Carper announces Senate passage of clean water bill in Wilmington

Delaware News Desk
Sen. Tom Carper and Wilmington Public Works Commissioner Kelly Williams were on hand at the Wilmington Wastewater Treatment Plant to announce the Senate Passage of the Drinking Water and Wastewater Infrastructure Act on May 3.

Sen. Tom Carper, D-Delaware, chairman of the Senate Committee on Environment and Public Works, joined Wilmington Mayor Mike Purzycki, Wilmington Public Works Commissioner Kelly Williams, National Rural Water Association President David Baird and National Wildlife Federation President Collin O’Mara on May 3 to announce the Senate passage of the bipartisan Drinking Water and Wastewater Infrastructure Act of 2021.  

This legislation, the first infrastructure bill advanced by the Senate this Congress, would strengthen drinking water and wastewater infrastructure, foster economic growth, enhance the health and well-being of families across the nation and prioritize disadvantaged communities.  

“From Blades to the city of Wilmington, every Delawarean — and every American — regardless of their zip code, deserves clean drinking water,” said Carper. “This forward-thinking legislation makes investments into our nation’s much-needed water infrastructure projects so that our communities have reliable, clean water and the means to pay for it.” 

The bill makes significant investments in Environmental Protection Agency grant programs and revolving loan funds that support the nation’s water infrastructure. This bill would invest more than $35 billion in water infrastructure projects across the country that focus on upgrading aging infrastructure, addressing the threat of climate change, investing in new technologies and providing assistance for marginalized communities. 

The bill includes nearly $30 billion in funding for the Clean Water State Revolving Loan Fund and the Drinking Water State Revolving Loan Fund and an additional $6 billion in grant funding.  
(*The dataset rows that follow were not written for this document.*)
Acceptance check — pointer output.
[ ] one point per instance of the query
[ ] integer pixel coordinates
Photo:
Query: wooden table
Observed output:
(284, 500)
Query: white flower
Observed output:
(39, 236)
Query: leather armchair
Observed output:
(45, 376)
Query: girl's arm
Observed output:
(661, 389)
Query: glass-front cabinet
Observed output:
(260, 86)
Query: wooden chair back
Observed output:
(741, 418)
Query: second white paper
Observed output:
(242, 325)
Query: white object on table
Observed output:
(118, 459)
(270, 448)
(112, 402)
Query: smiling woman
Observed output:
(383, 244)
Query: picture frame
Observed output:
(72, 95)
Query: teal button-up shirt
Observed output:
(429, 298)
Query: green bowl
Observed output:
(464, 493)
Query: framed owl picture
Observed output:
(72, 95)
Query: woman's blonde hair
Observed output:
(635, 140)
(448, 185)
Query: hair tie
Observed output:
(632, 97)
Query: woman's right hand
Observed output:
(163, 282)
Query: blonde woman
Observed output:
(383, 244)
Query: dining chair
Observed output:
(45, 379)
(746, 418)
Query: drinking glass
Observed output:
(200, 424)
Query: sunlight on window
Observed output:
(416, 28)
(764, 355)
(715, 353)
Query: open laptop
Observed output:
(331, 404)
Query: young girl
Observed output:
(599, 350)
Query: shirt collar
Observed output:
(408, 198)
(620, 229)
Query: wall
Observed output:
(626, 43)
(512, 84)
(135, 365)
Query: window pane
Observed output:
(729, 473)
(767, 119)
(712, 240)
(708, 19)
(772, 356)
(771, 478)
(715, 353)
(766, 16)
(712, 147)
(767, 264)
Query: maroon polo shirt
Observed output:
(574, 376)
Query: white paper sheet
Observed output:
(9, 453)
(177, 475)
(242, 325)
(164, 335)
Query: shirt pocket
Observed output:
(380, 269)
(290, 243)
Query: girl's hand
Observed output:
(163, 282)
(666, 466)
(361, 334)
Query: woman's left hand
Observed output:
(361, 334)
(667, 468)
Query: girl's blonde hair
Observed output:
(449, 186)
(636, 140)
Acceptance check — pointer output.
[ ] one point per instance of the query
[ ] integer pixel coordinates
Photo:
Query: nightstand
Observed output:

This legislation prioritizes environmental justice through targeted grant programs and technical assistance for small, disadvantaged, rural and tribal communities; empowers states with increased funding and program flexibilities to invest in community water projects that address aging infrastructure and improve water quality; increases investments in lead abatement through grant programs and technical assistance; authorizes funding to connect households to public drinking water and wastewater services, install decentralized wastewater systems and improve sanitation in Alaskan rural and native villages; supports climate-resilient water projects to address the worsening impacts of climate change on drinking water and wastewater infrastructure; invests in the drinking water and wastewater needs of tribal communities; and fosters the development and deployment of emerging technologies that result in cleaner, safer and more reliable water.